É mais um volume da recomendadíssima colecção Dois Passos e Um Salto, que se diz sem idade e promete “diferentes histórias, temas e vozes: aventuras, viagens, diários, mistérios, magia, histórias com final feliz e outras que farão os possíveis…“.
Fruto da parceria de Ana Pessoa (texto) e Joana Estrela (ilustrações), “Aqui é um bom lugar” (Planeta Tangerina, 2019) é um diário gráfico fora do comum, que aos pensamentos reservados à confidência do papel junta, também, fotos e recortes, desenhos entre o esboço e o pormenor, onde a escrita é também um gesto de ilustração, num livro com uma paginação irrepreensível cabendo ao azul e ao preto o domínio absoluto sobre a neutralidade do branco.

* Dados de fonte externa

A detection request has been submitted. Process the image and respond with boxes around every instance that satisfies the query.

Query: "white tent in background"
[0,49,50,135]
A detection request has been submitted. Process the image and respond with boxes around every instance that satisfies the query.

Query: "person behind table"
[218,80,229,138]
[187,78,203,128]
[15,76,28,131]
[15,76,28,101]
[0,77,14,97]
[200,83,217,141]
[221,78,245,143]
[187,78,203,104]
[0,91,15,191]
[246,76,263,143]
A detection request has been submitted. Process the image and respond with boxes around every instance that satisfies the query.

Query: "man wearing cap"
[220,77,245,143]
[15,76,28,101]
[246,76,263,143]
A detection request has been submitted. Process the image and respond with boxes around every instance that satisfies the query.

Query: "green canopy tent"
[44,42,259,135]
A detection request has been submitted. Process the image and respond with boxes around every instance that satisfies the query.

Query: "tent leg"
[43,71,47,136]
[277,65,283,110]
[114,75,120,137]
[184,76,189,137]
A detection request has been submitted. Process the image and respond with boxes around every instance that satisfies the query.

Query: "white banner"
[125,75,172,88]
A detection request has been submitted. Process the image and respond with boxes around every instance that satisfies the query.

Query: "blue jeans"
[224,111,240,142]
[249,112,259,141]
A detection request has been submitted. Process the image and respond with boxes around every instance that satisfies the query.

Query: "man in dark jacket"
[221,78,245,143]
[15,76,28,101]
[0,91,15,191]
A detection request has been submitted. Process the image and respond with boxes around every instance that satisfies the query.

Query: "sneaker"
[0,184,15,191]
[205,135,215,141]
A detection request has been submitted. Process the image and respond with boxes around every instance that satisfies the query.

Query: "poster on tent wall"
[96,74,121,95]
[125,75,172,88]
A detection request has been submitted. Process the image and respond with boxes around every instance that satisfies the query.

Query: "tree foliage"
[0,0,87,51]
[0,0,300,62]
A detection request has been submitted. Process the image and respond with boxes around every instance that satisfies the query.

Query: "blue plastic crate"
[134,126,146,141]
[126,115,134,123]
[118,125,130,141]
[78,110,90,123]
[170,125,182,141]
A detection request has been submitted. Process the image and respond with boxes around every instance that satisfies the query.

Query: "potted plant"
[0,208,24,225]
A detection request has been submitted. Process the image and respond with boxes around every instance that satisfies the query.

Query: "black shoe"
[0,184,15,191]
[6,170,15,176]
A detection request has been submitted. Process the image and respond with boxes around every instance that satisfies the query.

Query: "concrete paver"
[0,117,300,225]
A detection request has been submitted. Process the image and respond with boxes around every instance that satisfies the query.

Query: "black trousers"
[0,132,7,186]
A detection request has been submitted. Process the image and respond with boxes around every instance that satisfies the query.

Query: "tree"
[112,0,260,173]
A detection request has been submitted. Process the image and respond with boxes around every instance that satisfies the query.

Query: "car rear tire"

A diarista dá pelo nome de Teresa Tristeza, uma adolescente de dezassete anos, que nos dá conta do seu mundo no intervalo temporal entre o outono e o verão da passagem dos 17 aos 18 anos de idade – que corresponde ao encerrar do capítulo da Escola Secundária e à projecção do mergulho na Universidade.
Os pequenos e grandes leitores acompanham os pensamentos e emoções de Teresa, que vão da banalidade às mais inquietas profundezas: fala-se da couve-flor como “o legume mais enfadonho de todos os tempos“; inventa-se um conto popular protagonizado por dois fósforos suicidas; trincam-se os chocolates de Fernando Pessoa; fazem-se piadas secas com focas; reflecte-se sobre janelas; arranja-se um twist bem catita à expressão “cada um faz a cama em que se deita“; aplaudem-se as frases certeiras das avozinhas como “Acho que até fiquei sem ar um bocadinho“; cora-se ao falar do fraquinho pelo professor de Educação Física; escrevem-se cartas desvairadas ao amigo secreto; passeia-se pelas margens com comandos online como save, copy, palavras-passe e likes; fazem-se as perguntas que interessa, como o que são o pensamento, a imaginação e o amor.
Pelo meio surgem quatro livros, que estão na mesa-de-cabeceira e na mochila de Teresa Tristeza, quase todos eles de leitura obrigatória: “Até ao Fim”, de Virgílio Ferreira; “Fahrenheit 451”, de Ray Bradbury; “História de um caracol que descobriu a importância da lentidão”, de Luís Sepúlveda; e “O amante”, de Marguerite Duras.
A certa altura, no meio de uma série de devaneios, Teresa Tristeza pergunta se “é preciso fazer um desenho“. A isto, o leitor só pode responder desta forma: sim, pelo menos um caderno deles. Para ler, reler e folhear vezes sem conta.